British Columbia Health Minister Adrian Dix says almost all of the 666 international medical graduates registered in the province this year are now working as doctors, with more than half in family medicine.
Dix's comments come amid ongoing health-care woes including hospital overcrowding and many residents being left without a family doctor.
He says as many as 700 doctors who weren't practising family medicine a year ago are now working in the sector.
Dix says a new longitudinal payment model that reflects time spent with patients and complexity of their needs is proving more popular with the new doctors than the traditional fee-for-service model.
Efforts to boost the number of family doctors in B.C. also included the creation for spaces in B.C.'s medical schools for both Canadian and international students, Dix says.
He says the policies have contributed to graduating doctors preferring B.C. to nearby jurisdictions such as Alberta, with as many as 80 per cent of locally trained professionals staying in the province.
"In B.C., when we train doctors here, they stay here," Dix said at a news conference on Wednesday, noting that Alberta retains about 60 per cent of the doctors it trains.
"That's because of the priority we are giving especially to family practice, but to medical practice and the support that we give to our health officials including, for example in COVID, our provincial health officer," Dix said.
The registration of 666 international medical graduates this year with the B.C. College of Physicians and Surgeons was included this month in the first update to the province's $1-billion multi-year health human resource strategy.
A statement by the college said not all registrants are necessarily practising in B.C., as the figure includes associate physicians, academics, and visiting physicians who could have already left.
The province's update said 578 internationally educated nurses were registered in 2023, almost double the number registered in 2022.
Dix had previously said that the province needed to dramatically increase the number of health-care professionals to close gaps in the system and keep up with population growth.

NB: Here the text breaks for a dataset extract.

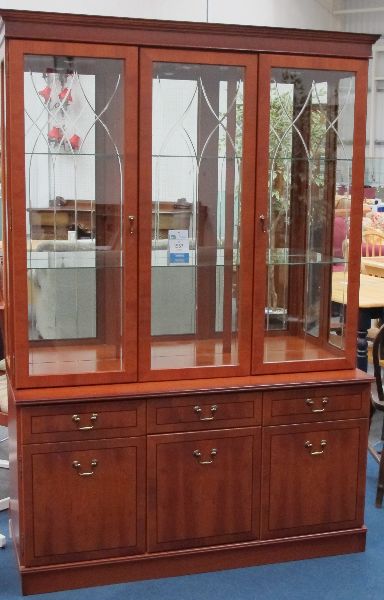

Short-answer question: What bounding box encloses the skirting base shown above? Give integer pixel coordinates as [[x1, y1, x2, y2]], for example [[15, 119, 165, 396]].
[[20, 527, 366, 595]]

Beyond family medicine, a "significant number" of the international medical graduates registered in B.C. this year are involved in specialty medicine, Dix said.
The province is also sending international medical graduates to rural and remote communities, under "return of service programs" that require doctors to agree to the postings in exchange for government-funded training.

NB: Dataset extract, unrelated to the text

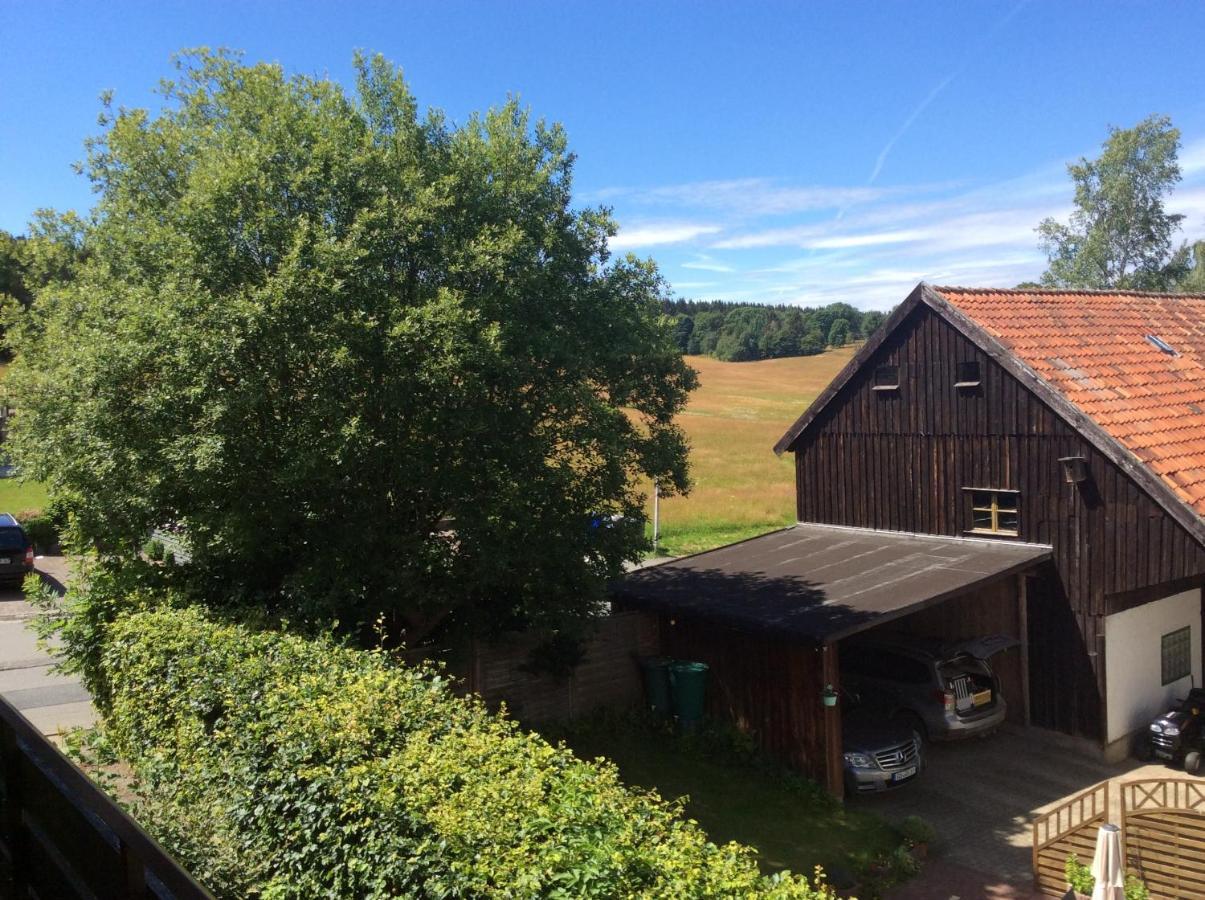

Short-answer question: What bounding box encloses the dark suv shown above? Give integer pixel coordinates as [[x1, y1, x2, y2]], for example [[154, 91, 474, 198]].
[[0, 512, 34, 584], [840, 634, 1019, 740]]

Dix said the province is meeting its targets in these programs and hopes the staffing situation will improve as investments continue.
"The reason that system has been successful, why it's attracting people from all over the country and the world, is because it recognizes the central role of family practice in health care in the province," he said. "That's a lot of doctors who are seeing new patients they didn't see last year, so it makes a real difference for people."